Congrats to the new Dr. Kashif Asdi, LT PhD grad!

Congrats to the new Dr. Kashif Asdi! Kashif’s dissertation title is “Learner Characteristics as Early Predictor of Persistence in Online Courses.” A description of his dissertation is below. Dr. Asdi has more than 20 years of experience in academic innovation, training and development, and performance-improvement. Previously, Kashif led teams of curriculum specialists and instructional designers to create competency-based, learning-centered curricula for fully online and hybrid programs for higher education institutions.
Kashif answering questions from the crowd after his presentation.

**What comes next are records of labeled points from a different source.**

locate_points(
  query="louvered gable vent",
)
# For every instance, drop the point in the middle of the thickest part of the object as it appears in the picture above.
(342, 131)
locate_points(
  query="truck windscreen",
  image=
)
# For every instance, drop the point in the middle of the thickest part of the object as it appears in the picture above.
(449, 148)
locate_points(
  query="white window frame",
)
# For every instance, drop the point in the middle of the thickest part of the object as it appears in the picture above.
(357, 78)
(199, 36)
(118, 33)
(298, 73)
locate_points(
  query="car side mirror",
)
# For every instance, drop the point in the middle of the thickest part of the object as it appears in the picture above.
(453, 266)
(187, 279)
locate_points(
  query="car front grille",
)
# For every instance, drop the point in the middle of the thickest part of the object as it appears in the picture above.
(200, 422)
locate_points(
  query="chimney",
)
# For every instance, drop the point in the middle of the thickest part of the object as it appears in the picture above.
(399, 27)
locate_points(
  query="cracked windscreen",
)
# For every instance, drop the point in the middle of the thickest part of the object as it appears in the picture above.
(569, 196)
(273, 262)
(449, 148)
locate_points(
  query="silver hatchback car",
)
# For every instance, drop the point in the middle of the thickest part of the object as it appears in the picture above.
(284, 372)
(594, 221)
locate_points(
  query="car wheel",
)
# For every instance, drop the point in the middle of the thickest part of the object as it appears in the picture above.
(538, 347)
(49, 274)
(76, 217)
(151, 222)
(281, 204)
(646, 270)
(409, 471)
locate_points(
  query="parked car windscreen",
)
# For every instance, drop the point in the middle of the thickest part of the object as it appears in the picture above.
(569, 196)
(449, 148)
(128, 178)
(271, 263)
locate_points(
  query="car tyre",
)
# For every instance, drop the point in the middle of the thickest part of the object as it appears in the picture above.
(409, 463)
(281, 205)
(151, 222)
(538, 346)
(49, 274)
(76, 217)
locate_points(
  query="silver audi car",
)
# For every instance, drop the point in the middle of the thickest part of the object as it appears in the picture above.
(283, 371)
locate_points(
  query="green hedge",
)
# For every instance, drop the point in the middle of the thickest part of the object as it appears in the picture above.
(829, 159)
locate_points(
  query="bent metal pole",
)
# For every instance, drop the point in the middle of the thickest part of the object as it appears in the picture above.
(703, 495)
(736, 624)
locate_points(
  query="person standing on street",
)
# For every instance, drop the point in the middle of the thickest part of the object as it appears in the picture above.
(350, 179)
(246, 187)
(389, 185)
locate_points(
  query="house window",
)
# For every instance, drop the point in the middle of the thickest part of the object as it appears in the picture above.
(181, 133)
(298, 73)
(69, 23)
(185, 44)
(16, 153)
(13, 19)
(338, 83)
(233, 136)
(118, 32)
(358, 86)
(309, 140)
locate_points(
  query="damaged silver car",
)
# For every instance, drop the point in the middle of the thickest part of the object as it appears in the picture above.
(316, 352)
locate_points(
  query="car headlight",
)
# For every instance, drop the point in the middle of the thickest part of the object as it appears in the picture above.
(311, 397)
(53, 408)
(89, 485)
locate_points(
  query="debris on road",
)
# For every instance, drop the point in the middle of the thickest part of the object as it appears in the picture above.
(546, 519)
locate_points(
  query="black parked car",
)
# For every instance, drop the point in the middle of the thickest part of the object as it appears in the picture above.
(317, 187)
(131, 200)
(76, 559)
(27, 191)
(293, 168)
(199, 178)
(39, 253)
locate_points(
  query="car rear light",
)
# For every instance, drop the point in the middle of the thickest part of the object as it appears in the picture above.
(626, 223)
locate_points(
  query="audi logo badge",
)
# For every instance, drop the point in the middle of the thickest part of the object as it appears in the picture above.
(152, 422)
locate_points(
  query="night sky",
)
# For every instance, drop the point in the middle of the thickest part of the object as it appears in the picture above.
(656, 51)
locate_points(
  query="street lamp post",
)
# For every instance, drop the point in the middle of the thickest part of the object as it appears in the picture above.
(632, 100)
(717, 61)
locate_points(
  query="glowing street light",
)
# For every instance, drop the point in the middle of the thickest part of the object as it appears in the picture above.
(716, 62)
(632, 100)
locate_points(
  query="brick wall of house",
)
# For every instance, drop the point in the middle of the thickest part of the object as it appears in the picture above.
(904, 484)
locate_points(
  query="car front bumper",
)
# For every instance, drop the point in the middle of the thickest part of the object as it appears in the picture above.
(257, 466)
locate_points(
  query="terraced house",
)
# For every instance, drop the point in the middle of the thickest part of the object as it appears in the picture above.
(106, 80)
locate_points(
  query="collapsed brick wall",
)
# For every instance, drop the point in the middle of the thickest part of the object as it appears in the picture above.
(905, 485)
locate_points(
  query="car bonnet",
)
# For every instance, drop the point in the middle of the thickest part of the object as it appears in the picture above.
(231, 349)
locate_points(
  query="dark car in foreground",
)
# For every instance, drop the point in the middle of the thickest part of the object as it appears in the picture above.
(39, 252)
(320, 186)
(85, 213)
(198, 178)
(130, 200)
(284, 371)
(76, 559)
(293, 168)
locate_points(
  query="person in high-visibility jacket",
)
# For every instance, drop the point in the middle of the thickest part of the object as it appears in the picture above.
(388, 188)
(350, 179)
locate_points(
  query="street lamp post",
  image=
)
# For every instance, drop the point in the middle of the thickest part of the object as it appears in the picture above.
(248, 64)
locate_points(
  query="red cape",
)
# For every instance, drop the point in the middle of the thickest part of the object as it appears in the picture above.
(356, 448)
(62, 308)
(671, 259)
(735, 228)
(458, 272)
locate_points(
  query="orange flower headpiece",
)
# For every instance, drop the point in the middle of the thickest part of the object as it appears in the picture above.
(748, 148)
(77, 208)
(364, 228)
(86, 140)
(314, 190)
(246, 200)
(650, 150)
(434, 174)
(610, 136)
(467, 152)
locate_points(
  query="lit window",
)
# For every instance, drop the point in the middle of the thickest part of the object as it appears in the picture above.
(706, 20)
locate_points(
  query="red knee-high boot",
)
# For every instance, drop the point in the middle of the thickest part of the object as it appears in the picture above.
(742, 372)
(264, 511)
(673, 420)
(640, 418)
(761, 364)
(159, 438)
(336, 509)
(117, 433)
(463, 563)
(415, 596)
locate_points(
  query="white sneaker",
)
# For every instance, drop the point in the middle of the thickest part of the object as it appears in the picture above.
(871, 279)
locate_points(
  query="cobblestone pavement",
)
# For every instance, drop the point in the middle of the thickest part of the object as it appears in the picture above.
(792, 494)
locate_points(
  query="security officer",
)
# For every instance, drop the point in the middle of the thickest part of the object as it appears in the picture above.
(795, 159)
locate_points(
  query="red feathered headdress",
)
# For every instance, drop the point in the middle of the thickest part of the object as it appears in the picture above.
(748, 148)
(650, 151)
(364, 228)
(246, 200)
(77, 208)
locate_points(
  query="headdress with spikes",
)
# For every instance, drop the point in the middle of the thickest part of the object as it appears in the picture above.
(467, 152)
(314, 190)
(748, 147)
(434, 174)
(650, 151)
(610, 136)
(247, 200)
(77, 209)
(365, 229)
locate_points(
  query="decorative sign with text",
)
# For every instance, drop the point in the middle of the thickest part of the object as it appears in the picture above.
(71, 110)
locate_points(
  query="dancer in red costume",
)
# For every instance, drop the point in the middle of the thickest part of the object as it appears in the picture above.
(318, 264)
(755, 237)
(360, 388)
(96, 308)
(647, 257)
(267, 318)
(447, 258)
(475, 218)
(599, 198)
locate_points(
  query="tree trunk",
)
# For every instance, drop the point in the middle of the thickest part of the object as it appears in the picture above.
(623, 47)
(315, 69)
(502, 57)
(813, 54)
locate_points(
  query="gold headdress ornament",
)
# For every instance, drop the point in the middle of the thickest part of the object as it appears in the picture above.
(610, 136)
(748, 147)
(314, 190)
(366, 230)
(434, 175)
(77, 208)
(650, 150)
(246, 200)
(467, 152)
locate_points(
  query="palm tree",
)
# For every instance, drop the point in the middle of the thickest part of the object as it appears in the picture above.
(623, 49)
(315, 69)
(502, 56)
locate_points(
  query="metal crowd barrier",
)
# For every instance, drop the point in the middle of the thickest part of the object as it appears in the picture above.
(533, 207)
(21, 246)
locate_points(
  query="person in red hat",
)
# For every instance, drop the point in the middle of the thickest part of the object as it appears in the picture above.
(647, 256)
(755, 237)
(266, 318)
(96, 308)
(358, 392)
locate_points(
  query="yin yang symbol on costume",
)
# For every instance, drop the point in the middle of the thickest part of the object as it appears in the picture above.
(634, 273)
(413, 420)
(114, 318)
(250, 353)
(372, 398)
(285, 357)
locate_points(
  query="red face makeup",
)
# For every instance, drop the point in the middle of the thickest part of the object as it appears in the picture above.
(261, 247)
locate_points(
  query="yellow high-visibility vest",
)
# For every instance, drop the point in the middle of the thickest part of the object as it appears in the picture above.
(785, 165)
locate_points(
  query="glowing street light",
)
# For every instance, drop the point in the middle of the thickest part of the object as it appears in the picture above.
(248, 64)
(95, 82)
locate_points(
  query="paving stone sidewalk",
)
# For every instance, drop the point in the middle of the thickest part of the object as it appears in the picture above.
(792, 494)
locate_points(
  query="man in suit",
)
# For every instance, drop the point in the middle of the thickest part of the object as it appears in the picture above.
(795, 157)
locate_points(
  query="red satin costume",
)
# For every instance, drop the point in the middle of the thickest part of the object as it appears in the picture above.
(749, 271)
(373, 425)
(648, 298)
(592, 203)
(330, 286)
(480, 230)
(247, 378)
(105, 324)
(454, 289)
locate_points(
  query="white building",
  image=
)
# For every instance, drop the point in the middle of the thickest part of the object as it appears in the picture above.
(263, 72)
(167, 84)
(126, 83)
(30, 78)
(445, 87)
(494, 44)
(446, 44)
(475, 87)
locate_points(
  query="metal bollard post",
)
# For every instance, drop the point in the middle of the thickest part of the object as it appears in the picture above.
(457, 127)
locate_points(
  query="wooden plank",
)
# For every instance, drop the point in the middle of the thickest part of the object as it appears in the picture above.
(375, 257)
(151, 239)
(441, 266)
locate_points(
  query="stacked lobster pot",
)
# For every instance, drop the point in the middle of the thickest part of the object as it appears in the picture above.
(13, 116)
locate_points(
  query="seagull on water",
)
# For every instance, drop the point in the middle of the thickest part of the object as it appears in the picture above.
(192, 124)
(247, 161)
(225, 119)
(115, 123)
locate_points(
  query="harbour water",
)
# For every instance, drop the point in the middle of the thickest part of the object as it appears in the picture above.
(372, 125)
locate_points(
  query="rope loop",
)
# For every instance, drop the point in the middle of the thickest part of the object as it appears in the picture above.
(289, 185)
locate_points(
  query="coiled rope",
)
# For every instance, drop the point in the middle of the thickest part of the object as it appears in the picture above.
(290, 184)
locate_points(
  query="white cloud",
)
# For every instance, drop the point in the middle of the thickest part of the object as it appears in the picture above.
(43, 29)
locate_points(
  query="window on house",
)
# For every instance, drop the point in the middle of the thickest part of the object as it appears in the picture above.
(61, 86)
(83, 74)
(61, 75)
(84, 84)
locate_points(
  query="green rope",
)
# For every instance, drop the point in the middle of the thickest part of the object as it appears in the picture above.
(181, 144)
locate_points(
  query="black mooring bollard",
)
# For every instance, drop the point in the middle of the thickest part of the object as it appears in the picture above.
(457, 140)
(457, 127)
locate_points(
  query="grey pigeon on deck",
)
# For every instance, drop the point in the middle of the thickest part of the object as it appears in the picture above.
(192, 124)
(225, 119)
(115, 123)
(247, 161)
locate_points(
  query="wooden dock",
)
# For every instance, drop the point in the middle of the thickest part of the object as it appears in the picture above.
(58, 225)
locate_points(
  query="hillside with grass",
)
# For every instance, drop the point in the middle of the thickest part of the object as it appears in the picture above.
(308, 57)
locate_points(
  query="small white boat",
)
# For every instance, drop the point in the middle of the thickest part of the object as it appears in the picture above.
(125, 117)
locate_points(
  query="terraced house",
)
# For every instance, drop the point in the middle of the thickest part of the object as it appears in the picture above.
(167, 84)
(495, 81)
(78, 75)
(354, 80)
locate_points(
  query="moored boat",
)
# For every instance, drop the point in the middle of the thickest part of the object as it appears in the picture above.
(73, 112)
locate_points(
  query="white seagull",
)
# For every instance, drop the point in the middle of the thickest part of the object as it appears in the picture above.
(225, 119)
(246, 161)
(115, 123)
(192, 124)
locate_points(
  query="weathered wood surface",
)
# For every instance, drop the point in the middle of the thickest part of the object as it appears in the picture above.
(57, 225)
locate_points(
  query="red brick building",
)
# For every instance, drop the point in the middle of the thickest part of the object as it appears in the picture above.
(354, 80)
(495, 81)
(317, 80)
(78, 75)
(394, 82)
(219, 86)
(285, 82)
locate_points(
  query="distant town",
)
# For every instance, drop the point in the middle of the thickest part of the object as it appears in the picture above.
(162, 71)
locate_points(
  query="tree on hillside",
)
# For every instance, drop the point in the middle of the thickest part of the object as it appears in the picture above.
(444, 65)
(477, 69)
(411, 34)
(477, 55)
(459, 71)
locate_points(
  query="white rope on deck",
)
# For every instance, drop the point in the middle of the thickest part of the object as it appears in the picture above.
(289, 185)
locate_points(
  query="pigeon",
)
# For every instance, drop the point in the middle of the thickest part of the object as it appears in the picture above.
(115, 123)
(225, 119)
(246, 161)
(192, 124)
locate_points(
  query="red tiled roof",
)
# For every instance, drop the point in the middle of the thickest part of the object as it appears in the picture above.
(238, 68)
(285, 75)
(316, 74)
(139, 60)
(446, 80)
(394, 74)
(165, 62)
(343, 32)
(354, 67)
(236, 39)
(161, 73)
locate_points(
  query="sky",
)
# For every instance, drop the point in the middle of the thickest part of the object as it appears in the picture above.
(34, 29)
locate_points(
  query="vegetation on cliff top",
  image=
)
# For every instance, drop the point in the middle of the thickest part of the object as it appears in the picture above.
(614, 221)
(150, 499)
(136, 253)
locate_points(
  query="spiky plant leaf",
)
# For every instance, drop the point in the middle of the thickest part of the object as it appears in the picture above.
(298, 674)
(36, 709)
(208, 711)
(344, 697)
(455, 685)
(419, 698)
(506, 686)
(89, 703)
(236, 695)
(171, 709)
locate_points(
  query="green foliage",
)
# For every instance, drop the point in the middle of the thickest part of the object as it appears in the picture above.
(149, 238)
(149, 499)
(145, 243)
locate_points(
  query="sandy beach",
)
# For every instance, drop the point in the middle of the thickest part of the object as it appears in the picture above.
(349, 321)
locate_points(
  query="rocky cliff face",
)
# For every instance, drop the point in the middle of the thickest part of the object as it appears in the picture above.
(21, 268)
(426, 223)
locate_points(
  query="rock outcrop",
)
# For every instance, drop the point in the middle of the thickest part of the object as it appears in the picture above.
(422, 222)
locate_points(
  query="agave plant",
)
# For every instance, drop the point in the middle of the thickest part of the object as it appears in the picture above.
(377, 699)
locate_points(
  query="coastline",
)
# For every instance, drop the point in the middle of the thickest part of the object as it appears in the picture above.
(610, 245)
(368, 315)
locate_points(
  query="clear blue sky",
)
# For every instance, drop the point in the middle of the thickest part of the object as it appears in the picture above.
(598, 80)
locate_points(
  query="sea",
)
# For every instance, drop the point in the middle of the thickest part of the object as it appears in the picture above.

The purpose of this study was to examine how learner characteristics could be used to predict whether or not a college learner would persist in the first online course and, more importantly, enroll in the next two terms. The four learner characteristics examined were learners’ pre-course basic verbal score, college application score, degree level, and start date. The data were collected from 2,674 graduate learners who were enrolled in one of the online public service and health graduate programs at a large Midwestern university. A quantitative study was conducted to investigate the research questions. The chi-square test of association, a nonparametric statistical test, was used to determine if there were any significant differences between variables of the data. The following descriptive statistics were used to describe the data: frequency distributions, means, standard deviations, and percentages. Stepwise logistic regression was used to understand whether learner persistence can be predicted based on a learner’s pre-course basic verbal score, application score, degree level, and start date.
The tests results revealed a statistically significant difference between learners who completed their first course and learners who dropped out of their first course with respect to pre-course basic verbal, application score, and degree level. There was no statistically significant difference between the two groups with respect to start date. The logistic regression model was found to be statistically significant (p < .0005); however, the model explained only 1.7% of the variance in learner persistence; hence, this model needs to be used with caution. Of the four independent variables, only application score (p < .0005) added significantly to the model. This study supports the idea that learners who have higher application scores are more likely to complete the first course and enroll in the next two terms.
The findings of this study can contribute to the scholarly work in the field and potentially provide the base for future interventions to improve learner persistence in the first online course and enrollment in the next two terms.